"When the police come calling - how safe are your notes?"

"When the police come calling - how safe are your notes?"
"When the police come calling - how safe are your notes?"
Thames Valley Network - Roadshow event on 5th June 2017
 For those that made the event I hope you enjoyed the evening as much as I did. My sincere thanks to Dr Jonathan Passmore who gave a fantastic workshop which allowed for some interesting and lively debate around contracting, ethics and record keeping.
This was one of the first Roadshow events that the EMCC regions have run, implementing the idea from Lis Merrick to share some of the presentations at the EMCC International event with regional members who may not have had the opportunity to attend the International conference.
The presentation was entitled " When the police come calling- how safe are your notes?" I must admit to wondering about the sensationalism of the head line theme however the detail of the content covered:
How clear is our contracting around our note-taking and record-keeping?

• What sort of notes do we take?
• How do we store them?
• When and how do we destroy them and do we have a stated policy?
• Are we registered with the relevant authorities for data protection in our country?
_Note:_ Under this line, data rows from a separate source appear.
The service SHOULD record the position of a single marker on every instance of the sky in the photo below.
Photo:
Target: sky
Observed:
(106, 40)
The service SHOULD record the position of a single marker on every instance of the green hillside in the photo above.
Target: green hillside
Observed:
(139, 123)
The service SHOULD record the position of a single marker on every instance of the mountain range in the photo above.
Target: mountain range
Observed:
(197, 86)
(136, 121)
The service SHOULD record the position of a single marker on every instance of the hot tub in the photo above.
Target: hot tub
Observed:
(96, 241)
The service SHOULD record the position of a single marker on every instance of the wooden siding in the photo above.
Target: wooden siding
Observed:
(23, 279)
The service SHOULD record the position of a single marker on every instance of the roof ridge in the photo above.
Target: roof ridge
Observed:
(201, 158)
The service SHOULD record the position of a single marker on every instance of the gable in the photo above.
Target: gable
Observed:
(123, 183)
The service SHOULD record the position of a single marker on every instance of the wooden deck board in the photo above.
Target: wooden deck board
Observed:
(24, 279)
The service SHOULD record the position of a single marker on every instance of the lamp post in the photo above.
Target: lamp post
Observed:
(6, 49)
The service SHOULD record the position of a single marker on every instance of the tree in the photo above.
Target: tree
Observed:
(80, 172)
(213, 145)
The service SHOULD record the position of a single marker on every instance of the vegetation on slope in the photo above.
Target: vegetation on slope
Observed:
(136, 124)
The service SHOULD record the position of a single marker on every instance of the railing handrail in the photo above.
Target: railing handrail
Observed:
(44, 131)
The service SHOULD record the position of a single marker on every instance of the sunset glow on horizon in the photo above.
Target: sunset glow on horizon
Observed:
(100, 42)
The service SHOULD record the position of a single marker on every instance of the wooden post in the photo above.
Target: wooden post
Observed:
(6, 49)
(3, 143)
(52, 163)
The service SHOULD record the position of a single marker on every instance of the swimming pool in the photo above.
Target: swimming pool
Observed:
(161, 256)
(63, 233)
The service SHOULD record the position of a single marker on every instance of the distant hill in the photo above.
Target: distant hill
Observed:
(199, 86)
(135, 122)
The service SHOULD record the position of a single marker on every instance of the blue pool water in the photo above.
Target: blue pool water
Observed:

Should we be? How does this impact on us?
• How do we protect confidentiality and in what circumstances might we breach this?
• What are the solid foundations we can put in place to support us? 
• Should either our clients, organisations or courts/police ask for notes?
Not just to mention the ethical dilemma, this topic begins to have far more relevance with the pending GDPR that comes into force in May 2018, legislation that should really not be ignored.
What was delivered was a timely reminder to us all who attended how we use, store and dispose of information and how this perhaps conflicts with outside influences both ethical and legislative.
We had many of our regular Thames Valley attendees at the meeting and we were also joined by members from London and one from the North West, inspired by either the topic or the opportunity to listen to Jonathan Passmore. Not that there was too much listening, Jonathan’s style of inclusiveness that encourages  debate made for an interesting and interactive evening where we were able to share some experiences and challenges on ethics, confidentiality and data retention from across private, public and third sector organisations.
I always enjoy the debates at regional events that I attend and find the depth and breadth of experience from our membership has supported my own development within coaching and mentoring. The CPD roadshows are providing another method to help participants achieve their own development and we are  looking forward to two events in September and November where well-being and our own self-reflective development  will be the theme.